Мальстен не отвечал.
Дезмонд помедлил еще пару мгновений, а затем начал медленно и осторожно спускаться по лестнице вниз. Больше он не услышал ни единого звука с платформы: ни стона, ни крика, ни шевеления. Мальстен, казалось, застыл и сумел успокоиться, только когда его оставили с расплатой одного.
* * *
Ночь семнадцатого дня Паззона выдалась довольно прохладной, и Ийсара, прогуливаясь по городку цирковых, куталась в теплую шаль. Ее темные волосы все еще были убраны в тугую прическу из множества переплетенных кос, скрученных в пучок, а на лице до сих пор сверкал подобранный под образ макияж. В отличие от Риа, которая предпочитала сразу облачаться в более скромные наряды, Ийсара любила еще некоторое время провести, как на арене.
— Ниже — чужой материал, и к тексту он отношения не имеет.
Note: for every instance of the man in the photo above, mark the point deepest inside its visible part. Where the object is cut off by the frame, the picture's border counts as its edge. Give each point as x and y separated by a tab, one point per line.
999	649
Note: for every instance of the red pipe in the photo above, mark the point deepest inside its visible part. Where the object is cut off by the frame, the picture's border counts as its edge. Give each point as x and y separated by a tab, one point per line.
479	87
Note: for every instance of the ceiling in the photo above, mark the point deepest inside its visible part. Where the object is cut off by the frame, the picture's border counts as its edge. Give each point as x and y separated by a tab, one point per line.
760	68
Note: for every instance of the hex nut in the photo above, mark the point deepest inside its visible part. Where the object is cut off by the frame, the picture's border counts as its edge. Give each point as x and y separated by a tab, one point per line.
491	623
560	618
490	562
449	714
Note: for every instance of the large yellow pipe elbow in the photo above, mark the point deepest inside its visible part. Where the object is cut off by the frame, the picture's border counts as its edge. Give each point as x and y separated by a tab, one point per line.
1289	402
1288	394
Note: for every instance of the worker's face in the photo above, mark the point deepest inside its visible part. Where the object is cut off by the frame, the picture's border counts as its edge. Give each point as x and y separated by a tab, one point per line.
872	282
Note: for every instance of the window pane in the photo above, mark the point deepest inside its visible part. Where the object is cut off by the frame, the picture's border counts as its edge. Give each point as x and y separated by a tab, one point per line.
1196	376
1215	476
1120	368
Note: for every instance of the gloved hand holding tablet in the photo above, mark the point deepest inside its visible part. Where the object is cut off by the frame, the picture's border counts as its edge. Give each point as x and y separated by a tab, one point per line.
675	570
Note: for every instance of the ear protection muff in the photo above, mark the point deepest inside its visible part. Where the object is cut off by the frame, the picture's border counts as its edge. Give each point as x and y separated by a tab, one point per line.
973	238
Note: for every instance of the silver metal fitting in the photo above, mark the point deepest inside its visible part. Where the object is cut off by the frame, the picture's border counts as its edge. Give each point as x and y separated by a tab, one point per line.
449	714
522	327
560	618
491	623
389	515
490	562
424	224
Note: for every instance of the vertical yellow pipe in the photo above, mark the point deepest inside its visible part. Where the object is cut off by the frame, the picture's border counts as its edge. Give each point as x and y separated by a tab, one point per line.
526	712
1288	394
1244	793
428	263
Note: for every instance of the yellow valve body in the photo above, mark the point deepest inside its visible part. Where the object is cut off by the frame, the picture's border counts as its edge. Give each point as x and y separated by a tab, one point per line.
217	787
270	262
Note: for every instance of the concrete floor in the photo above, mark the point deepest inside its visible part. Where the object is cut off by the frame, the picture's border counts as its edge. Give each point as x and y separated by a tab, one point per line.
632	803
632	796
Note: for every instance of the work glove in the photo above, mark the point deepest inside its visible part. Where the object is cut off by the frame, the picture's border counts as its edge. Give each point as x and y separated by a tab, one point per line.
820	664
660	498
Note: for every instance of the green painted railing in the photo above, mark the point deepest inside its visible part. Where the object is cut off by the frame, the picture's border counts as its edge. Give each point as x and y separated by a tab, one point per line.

Ступая по цирковому городку неслышно, словно кошка, она прислушивалась к доносящимся отовсюду чужим разговорам, и в каждом из них слышала имя Мальстена.
Мальстен Ормонт. Анкордский кукловод. Какими нитями ты оплел мои чувства к тебе, раз они скачут от любви до ненависти по несколько раз на дню?
Ийсаре удалось — не без помощи Риа — справиться с чувством потери и собственной ненужности, когда Мальстен сбежал из Малагории три года назад. И даже удерживать в себе пламя веры в то, что его побег был какой-то чудовищной ошибкой, у нее получалось… пока он не вернулся. Сколько страхов и боли Ийсара испытала, услышав об инциденте на Рыночной площади, сколько слез заставила себя подавить. Она с трудом засыпала ночами после того, как узнала, что Мальстена тяжело ранили, но не могла прорваться во дворец, чтобы побыть с ним. Цирковой городок находился совсем рядом с гратским дворцом, но свободного доступа внутрь у артистов не было. Лишь единожды они собрались почти всей труппой и потребовали впустить их к Мальстену — как ни странно, Его Величество поддержал эту идею и приказал страже не мешать им.
Когда Ийсара увидела Мальстена там, в коридоре возле его покоев, она не на шутку перепугалась за него — он выглядел ужасно и едва держался на ногах. Ей даже показалось, что он не узнал ее или, по крайней мере, узнал не сразу. Но в тот день, не увидев в его глазах тепла и желания поговорить, Ийсара впервые испытала приступ ненависти к Мальстену Ормонту.
Он решил, что может вот так пропадать на три года, а потом не считать нужным даже перемолвиться со мной парой слов? — думала она, тут же одергивая себя: — Проклятье, о чем я только думаю, он ведь ранен, он даже в себя не пришел. Нужно немного подождать. Главное, что он здесь. И он жив.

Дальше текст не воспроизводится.